Tragisch misverstand rond oorlogsgraf
Tientallen jaren onzekerheid. Zonder dat het nodig was. Vijftien mannen en een vrouw uit Noord-Nederland zijn na een Duitse wraakactie in 1943 meer dan een halve eeuw vermist gebleven. De overheid wist van hun graf, de familie niet.
Truus de Witte promoveert op 7 januari in Groningen op een onderwerp waarbij ze zelf nauw betrokken is. Haar oom was een van de zestien vermiste slachtoffers van de april-meistakingen. Door een tragische samenloop van omstandigheden werden de familieleden niet op de hoogte gesteld van hun overlijden en van de plaats van hun graf, ontdekte De Witte.

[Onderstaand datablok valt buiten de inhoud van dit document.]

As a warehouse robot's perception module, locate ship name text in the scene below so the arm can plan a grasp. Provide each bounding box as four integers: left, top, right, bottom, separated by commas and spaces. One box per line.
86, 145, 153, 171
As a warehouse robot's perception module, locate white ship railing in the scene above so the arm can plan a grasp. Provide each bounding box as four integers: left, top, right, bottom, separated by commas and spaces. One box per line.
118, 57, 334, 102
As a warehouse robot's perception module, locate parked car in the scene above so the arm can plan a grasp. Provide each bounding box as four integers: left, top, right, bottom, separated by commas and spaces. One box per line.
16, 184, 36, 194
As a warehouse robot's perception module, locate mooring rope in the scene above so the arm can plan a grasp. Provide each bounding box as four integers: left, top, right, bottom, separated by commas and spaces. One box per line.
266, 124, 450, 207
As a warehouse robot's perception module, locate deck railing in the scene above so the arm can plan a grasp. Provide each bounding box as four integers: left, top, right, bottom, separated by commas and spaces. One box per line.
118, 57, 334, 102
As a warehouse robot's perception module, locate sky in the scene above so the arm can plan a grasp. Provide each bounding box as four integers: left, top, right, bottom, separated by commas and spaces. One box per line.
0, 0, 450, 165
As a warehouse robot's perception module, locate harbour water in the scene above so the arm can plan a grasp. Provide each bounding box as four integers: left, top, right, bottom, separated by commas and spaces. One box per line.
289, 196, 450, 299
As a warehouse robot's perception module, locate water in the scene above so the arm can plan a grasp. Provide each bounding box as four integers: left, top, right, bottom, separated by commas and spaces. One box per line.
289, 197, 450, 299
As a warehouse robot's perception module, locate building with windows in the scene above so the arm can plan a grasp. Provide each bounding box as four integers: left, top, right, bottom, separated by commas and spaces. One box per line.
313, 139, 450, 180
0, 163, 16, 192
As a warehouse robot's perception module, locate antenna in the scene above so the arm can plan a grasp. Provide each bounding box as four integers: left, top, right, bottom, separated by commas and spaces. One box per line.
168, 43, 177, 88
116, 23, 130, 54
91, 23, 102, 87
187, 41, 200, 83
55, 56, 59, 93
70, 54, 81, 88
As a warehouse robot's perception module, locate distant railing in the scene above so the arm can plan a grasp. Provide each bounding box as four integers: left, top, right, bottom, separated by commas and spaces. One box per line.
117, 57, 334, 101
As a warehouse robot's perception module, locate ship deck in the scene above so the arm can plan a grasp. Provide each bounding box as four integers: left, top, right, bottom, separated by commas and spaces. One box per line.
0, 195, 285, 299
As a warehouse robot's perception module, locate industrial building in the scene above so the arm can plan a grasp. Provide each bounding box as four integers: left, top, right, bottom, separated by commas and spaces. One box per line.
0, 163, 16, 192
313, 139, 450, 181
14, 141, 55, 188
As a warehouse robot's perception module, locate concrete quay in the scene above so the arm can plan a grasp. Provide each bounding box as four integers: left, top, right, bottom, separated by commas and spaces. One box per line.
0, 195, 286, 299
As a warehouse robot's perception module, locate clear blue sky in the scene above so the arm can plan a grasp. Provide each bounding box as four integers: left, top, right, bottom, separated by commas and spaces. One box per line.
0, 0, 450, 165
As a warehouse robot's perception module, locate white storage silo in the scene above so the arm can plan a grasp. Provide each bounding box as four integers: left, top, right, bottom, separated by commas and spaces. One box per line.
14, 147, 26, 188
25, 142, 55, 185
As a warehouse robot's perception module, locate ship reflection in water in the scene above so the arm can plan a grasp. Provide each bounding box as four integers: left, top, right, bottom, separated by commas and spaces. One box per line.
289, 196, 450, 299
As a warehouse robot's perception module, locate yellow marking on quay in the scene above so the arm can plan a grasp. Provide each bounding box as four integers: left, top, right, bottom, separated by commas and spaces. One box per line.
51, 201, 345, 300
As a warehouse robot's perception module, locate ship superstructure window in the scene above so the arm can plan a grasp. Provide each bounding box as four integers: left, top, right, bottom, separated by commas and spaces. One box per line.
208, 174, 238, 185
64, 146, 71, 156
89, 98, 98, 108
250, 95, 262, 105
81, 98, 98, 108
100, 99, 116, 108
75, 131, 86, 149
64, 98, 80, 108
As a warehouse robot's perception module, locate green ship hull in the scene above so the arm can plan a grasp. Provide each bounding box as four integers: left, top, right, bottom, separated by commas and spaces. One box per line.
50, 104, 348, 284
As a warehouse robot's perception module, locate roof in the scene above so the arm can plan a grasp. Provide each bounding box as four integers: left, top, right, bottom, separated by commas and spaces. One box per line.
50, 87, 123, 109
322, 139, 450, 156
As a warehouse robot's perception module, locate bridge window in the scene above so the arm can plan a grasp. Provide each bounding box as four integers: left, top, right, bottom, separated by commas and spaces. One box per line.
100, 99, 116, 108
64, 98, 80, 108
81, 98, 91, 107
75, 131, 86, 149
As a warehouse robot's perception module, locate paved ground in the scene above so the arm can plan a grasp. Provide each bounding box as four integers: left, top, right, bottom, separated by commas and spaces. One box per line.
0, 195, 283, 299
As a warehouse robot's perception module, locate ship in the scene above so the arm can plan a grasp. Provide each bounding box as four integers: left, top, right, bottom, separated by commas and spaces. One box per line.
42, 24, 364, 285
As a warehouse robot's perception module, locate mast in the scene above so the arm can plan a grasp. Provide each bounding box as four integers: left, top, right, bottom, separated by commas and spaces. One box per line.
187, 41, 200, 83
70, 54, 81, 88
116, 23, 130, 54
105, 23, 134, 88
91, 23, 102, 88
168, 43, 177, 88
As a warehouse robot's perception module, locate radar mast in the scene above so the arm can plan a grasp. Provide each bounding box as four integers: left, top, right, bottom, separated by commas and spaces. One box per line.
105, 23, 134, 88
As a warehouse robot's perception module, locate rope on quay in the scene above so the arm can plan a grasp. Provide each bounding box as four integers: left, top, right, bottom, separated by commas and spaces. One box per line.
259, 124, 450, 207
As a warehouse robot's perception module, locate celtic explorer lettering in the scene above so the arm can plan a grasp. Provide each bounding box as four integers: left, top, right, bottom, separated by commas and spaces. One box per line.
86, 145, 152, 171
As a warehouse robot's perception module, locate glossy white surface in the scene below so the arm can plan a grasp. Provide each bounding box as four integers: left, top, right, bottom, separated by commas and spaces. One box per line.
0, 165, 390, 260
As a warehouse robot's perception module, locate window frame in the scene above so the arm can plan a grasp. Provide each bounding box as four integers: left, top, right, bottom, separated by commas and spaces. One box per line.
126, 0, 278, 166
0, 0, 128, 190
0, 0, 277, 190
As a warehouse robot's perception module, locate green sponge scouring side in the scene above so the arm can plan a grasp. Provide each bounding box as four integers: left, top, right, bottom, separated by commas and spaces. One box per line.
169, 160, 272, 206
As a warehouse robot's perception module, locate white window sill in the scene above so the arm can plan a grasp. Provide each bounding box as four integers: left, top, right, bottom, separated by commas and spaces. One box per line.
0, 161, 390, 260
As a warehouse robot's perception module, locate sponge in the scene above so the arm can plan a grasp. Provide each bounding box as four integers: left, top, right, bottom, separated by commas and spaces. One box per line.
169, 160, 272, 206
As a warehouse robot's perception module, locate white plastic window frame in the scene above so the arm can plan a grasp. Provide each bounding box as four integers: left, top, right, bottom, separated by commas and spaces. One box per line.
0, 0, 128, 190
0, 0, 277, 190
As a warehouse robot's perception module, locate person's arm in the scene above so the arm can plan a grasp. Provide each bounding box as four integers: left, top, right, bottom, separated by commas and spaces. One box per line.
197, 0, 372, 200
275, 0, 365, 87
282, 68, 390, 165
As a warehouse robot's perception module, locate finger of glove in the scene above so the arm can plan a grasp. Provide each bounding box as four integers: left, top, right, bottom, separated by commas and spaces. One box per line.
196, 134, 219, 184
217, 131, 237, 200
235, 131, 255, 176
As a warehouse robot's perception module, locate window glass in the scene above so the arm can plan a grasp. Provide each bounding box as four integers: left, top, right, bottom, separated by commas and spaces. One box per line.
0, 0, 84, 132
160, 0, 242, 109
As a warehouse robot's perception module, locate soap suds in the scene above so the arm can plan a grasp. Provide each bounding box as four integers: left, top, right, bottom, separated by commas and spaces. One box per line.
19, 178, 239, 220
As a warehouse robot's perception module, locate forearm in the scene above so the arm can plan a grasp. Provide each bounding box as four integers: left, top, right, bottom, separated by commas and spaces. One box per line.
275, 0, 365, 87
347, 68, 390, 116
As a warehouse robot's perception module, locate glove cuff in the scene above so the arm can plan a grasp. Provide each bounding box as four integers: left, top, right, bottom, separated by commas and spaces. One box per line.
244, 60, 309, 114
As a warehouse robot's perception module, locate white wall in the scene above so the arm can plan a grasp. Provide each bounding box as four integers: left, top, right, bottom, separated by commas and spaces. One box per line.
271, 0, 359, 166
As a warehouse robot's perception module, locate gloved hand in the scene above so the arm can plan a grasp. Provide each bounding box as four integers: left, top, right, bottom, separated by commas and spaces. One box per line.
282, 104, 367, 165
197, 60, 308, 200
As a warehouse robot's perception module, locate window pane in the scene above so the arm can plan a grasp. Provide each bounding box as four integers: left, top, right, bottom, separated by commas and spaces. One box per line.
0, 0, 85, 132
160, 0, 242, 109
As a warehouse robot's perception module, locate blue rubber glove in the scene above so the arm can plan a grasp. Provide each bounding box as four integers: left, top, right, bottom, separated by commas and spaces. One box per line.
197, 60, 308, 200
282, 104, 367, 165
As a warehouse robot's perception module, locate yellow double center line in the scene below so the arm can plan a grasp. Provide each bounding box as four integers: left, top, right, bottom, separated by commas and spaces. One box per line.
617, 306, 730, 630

Mede vanwege haar speurtocht werd in het moerassige Grote Veen in natuurgebied Appèlbergen bij het Groningse Glimmen naar de vermisten gezocht en is vorig jaar de Werkgroep Vermiste Personen Tweede Wereldoorlog van het Rode Kruis opgericht.Tijdens de stakingen werd een aantal willekeurig gekozen slachtoffers gefusilleerd. Dat moest een afschrikwekkend effect hebben. De families kregen bericht, maar geloofden het niet: de straf leek irreëel en over een graf werd nooit iets vernomen. Ze veronderstelden dat hun dierbaren naar Duitsland waren weggevoerd.
Decennialang bleven ze hopen op terugkeer. Doordat bericht uitbleef, kwamen ze er niet aan toe hun verlies te verwerken.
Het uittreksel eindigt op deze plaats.